• Time For Town to Share Skills by Phil Norris •
A former civil rights lawyer from the United State who also wrote speeches for Bobby Kennedy has officially launched the Fair Shares community project at Newent.
Edgar Cahn pioneered the Time Dollars project in the States where people's time and not their cash is the currency that counts.
An hour spent helping a neighbour with their gardening could earn an hour's work from a car mechanic or a computer skills teacher.
The scheme, which is transforming 200 American communities, has been exported to Britain where Fair Shares projects are running at Newent and Stonehouse with plans for new groups in the Forest of Dean and Cheltenham.
Mr Cahn was the guest of honour at the Memorial Hall to give the Fair Shares project in the town his blessing.
The hall was packed with Fair Shares participants, supporters, and groups interested in setting up their own projects who had travelled from as far away as London and Newcastle.

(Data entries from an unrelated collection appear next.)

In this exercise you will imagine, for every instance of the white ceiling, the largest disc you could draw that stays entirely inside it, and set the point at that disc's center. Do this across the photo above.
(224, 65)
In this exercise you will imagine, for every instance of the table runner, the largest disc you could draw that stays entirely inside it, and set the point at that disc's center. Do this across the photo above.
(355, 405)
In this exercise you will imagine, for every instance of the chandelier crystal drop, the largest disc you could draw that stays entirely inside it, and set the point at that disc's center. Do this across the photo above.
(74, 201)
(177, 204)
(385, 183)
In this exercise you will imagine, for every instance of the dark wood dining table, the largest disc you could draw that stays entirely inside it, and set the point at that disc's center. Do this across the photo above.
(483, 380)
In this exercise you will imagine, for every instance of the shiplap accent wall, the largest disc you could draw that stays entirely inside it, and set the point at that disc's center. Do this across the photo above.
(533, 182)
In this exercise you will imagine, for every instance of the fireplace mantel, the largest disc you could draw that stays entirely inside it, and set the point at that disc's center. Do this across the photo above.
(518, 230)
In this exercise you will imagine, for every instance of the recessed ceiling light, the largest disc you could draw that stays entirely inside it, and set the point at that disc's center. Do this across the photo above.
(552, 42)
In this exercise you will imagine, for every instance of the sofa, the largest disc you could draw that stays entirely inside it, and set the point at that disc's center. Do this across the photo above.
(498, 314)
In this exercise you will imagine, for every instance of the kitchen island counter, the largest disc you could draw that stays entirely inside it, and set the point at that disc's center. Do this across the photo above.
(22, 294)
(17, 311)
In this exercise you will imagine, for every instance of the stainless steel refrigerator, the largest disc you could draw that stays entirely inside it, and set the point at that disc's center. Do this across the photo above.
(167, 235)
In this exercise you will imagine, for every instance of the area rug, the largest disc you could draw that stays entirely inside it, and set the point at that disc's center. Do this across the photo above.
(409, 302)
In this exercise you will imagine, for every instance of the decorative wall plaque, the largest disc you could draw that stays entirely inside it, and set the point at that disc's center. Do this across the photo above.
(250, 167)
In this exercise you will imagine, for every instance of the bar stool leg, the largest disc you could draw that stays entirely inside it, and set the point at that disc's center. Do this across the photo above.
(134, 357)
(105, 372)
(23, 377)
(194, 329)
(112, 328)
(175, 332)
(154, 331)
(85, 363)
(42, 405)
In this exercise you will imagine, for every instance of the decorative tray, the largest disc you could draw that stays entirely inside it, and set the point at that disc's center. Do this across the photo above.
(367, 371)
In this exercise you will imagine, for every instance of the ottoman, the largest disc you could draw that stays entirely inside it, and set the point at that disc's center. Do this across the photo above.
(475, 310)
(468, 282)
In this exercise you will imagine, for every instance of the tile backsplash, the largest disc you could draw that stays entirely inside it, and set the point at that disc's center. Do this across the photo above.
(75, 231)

Speaking to The Citizen, Mr Cahn said 'Sometimes children outshine their parents and what has been achieved here in one year normally takes two to three years in the States.
'What is remarkable is that it has worked here, a country that usually regards anything American with suspicion and which has a healthy scepticism about anything that appears to let government off the hook.'
Mr Cahn invented Time Dollars after he suffered a heart attack in 1980 and felt uncomfortable with his helplessness as nurses and doctors cared for him.

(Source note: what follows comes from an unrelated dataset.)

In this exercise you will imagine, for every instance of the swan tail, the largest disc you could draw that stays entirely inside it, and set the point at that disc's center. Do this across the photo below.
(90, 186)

'I did not like feeling useless and this was in the 1980's when society was declaring a lot of people useless - the unemployed, the elderly, the young.'
'Time Dollars in the States and Fair Shares here makes everyone valued by placing the value on their time, not on the market scarcity of their work.' he said.
Newent Fair Shares participant John Harding, 76. said the service recreates the community minded spirit of the past when neighbour helped neighbour.
'My wife suffered a stroke four years ago but with Fair Shares I can get someone to look after her while I go to a club meeting twice a month.'
He repays the time by helping address envelopes for Fair Shares and helping with the duplication of audio cassettes about the project, which has 47 participants in Newent and 41 in Stonehouse,.
Melanie Lovelock (50) has earned 59 time credit hours by staffing the Fair Shares shop in Newent, which keeps 'bank records' and issues statements showing how much time people have helped or been helped.
Fair Shares is in urgent need of gardeners and people who can sew but whatever you can do - from book keeping to dog walking - will be of help to someone.